Aucune saveur ne transparaissait dans la noirceur. Forcément, ils ne me ménagent pas, mais leurs intentions restent floues. Leid et Niel allongèrent Nafda sur une table sur laquelle ils fixèrent des chaînes autour ses chevilles. Encore ? Les marques des précédentes ont à peine disparu ! Une fois assurés de leur solidité, ils se disposèrent de part et d’autre, et contemplèrent derechef leur prisonnière.
— Tout est prêt, déclara Niel.
— Allez-vous enfin m’éclaircir sur vos desseins ? râla Nafda.
— Ta voix sous-entend l’impatience. N’est-ce pas le propre d’un assassin d’attendre ?
— Cessez de prétendre me connaître. Votre fixation sur ma personne devient maladive.
— Sois honnête avec nous, dit Leid. Tu ne nous as jamais oublié, pas vrai ? L’idée que des mages puissent œuvrer contre les leurs te paraît insupportable.
— J’aurais dû vous occire au temple.
— Tu n’aurais pas pu. Nous sommes trop forts pour toi.
Nafda éclata de rire face à l’impassibilité de ses geôliers.
— La modestie ne vous étouffe pas, ironisa-t-elle.
— Tu es toi-même réputée pour ton arrogance, répliqua Niel. Si vraiment tu avais été capable de nous tuer, rien n’aurait dû t’en empêcher. Nous ne sommes pas comme tes nombreuses cibles, si faibles qu’elles donnaient l’impression de s’empaler volontairement dans tes dagues.

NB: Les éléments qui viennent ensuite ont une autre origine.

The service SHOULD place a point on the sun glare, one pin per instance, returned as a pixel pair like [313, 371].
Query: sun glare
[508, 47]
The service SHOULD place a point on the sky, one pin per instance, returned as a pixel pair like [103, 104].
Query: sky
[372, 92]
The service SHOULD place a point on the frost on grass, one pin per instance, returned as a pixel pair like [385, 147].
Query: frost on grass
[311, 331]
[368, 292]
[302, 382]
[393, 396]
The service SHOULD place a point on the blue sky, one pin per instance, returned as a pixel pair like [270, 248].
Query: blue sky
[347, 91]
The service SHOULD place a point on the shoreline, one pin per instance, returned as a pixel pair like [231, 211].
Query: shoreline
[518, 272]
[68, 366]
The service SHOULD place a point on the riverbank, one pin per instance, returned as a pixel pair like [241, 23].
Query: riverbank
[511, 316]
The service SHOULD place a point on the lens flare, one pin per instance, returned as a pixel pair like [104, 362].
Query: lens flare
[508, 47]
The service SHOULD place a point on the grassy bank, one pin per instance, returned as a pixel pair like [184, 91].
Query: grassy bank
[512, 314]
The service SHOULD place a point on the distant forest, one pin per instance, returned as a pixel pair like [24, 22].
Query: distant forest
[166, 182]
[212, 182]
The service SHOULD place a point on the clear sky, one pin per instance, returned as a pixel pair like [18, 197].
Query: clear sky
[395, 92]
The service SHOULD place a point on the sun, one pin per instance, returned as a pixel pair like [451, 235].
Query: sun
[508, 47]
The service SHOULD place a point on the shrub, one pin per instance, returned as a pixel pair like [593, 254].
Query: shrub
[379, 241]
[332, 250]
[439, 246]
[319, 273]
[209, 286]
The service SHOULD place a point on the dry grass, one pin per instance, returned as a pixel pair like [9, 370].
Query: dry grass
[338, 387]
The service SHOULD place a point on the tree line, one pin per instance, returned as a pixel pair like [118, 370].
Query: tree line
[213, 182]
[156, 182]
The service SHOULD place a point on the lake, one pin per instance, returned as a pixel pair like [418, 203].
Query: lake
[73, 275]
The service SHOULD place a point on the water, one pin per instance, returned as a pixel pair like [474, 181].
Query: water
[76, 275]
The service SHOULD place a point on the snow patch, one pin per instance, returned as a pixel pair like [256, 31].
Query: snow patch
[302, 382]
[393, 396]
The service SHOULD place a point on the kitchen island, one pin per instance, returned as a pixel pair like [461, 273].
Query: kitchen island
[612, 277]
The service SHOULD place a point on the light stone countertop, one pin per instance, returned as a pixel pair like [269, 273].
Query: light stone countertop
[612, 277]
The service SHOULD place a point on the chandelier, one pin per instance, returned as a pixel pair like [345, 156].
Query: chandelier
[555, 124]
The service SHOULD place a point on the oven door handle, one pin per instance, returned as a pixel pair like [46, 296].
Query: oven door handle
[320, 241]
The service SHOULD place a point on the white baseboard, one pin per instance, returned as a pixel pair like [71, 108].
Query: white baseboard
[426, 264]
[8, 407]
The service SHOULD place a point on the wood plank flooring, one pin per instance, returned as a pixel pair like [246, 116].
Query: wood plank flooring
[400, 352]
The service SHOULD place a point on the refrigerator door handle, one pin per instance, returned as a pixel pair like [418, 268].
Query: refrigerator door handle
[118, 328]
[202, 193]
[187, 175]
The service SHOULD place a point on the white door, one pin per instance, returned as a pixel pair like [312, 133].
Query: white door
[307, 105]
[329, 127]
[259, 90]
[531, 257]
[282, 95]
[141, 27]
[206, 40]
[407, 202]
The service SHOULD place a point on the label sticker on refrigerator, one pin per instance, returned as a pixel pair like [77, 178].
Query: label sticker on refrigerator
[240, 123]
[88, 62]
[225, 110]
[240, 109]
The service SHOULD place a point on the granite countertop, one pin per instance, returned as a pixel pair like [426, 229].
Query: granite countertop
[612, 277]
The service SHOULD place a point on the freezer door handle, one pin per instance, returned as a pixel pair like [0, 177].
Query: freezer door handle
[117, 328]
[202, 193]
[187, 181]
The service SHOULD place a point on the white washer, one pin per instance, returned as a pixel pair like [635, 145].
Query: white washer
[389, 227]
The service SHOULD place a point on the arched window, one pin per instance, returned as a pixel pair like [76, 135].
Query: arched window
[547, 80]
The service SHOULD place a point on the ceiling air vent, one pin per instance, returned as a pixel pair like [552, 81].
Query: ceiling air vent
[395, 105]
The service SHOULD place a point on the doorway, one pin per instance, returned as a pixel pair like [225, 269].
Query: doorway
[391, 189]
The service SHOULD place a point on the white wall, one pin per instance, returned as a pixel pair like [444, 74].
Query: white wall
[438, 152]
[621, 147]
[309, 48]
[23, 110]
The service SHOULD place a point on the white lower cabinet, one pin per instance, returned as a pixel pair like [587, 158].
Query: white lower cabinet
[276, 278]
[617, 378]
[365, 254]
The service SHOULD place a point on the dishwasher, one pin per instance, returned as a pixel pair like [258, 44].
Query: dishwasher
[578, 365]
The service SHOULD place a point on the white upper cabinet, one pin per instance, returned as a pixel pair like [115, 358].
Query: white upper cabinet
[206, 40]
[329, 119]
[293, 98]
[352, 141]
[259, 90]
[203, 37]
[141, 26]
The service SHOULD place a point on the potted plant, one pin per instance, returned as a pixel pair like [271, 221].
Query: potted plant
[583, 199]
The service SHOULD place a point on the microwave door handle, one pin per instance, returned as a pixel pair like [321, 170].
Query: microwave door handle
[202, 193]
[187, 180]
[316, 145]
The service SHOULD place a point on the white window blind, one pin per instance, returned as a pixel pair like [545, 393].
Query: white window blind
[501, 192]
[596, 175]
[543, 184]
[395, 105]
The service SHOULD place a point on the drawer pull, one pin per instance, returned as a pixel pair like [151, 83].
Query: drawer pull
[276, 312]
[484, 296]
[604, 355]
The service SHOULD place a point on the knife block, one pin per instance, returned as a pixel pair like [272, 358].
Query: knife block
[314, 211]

— Certaines ont été faciles à vaincre, je l’admets. D’autres, en revanche, m’ont poussé dans mes retranchements. Il n’y a pas d’autre catégorie. À laquelle vous désirez appartenir ?
Leid se plaça devant Nafda, bien qu’elle dût relever la tête pour l’apercevoir. Elle lui massa les chevilles, ce qui la crispa davantage. Qu’est-ce qu’ils font ?

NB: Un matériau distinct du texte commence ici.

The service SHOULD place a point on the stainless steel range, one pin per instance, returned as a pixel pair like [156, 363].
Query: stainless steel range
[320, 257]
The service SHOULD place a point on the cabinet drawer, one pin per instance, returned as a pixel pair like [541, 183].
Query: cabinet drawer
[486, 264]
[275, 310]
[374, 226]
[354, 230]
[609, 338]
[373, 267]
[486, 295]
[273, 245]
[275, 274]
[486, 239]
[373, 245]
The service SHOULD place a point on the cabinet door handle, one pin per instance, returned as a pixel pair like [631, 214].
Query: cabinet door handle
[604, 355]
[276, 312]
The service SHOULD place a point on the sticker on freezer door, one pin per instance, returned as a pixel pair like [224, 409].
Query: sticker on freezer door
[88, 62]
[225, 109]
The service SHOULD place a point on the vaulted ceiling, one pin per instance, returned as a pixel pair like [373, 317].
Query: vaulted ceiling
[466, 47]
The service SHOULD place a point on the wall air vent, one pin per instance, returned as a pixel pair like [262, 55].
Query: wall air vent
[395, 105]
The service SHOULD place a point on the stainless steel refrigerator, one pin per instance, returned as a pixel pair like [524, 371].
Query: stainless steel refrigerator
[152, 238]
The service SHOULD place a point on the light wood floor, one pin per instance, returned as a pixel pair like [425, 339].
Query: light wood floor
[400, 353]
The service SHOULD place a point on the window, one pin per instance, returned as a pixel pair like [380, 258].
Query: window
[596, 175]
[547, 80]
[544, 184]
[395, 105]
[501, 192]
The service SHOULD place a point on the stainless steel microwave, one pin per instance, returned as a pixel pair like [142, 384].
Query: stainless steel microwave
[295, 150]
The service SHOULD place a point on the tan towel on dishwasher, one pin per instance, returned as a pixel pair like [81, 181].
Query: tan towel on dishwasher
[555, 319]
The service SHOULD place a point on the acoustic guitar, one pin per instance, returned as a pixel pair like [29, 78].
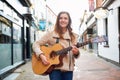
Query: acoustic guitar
[55, 55]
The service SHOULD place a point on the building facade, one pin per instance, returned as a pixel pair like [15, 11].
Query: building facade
[109, 26]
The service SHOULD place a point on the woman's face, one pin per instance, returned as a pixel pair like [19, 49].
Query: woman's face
[63, 20]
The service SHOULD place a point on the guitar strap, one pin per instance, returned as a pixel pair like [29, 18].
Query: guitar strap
[57, 40]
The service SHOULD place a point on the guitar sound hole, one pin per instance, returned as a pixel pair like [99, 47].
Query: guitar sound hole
[53, 54]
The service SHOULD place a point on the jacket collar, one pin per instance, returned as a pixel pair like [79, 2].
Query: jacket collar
[65, 35]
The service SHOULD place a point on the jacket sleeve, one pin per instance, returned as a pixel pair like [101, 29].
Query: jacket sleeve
[76, 40]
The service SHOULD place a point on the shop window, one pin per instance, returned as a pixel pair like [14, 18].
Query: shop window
[106, 32]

— Assassiner ne devrait pas être ton unique vocation, jugea-t-elle. C’est ce qui nous a motivés à te conduire ici. Sais-tu au moins où nous sommes ?
— Dans une quelconque caverne ? fit Nafda.
— C’était la pire réponse imaginable, critiqua Niel. Non, assassin, cette place était autrefois une prison. Je ne sais précisément sous quel empereur ou impératrice elle a fonctionné avant d’être abandonnée, mais nous avons assez d’indices pour comprendre que les incarcérés n’étaient pas traités à la légère.
— Et ils le méritaient, ajouta Leid. Des meurtriers, des tueurs en série, des violeurs, et autres rebuts de la société. On les déshumanise. On les cache loin des regards, jusqu’à effacer leur existence, réduite à des gribouillis dans des dossiers poussiéreux.
— Vous voulez faire pareil avec moi.
— En quelque sorte. Même si tes actions nous ont satisfaits, il n’en demeure pas moins que tu possèdes de nombreuses victimes dans ta conscience.
— Je le vis très bien, merci.
— En es-tu si certaine ? Laisse-nous le découvrir. Laisse-nous nous immiscer dans ton esprit.
Non. Nafda banda ses muscles, tenta de se défaire de ses liens, en vain. Ne vous approchez pas ! Ses geôliers la retinrent, à bonne distance pour éviter d’être mordus. Ils vont m’empoisonner avec leurs maléfices. Me souiller jusqu’aux tréfonds de mon âme. Tout ce temps à lutter contre la magie, et maintenant elle va s’infiltrer en moi ? Elle eut beau s’agiter, elle eut beau hurler, rien n’empêcha Niel et Leid de plaquer leurs mains sur le front et les tempes de l’assassin. De leurs doigts courbés s’écoula un flux abondant. Il pénétra à l’intérieur de Nafda, devint une part indissociable de sa personne. Fût-ce éphémère, la sensation l’ébranlait, et ses paupières se fermèrent comme par réflexe.
Pour mieux appréhender les visions dans lesquelles elle était projetée.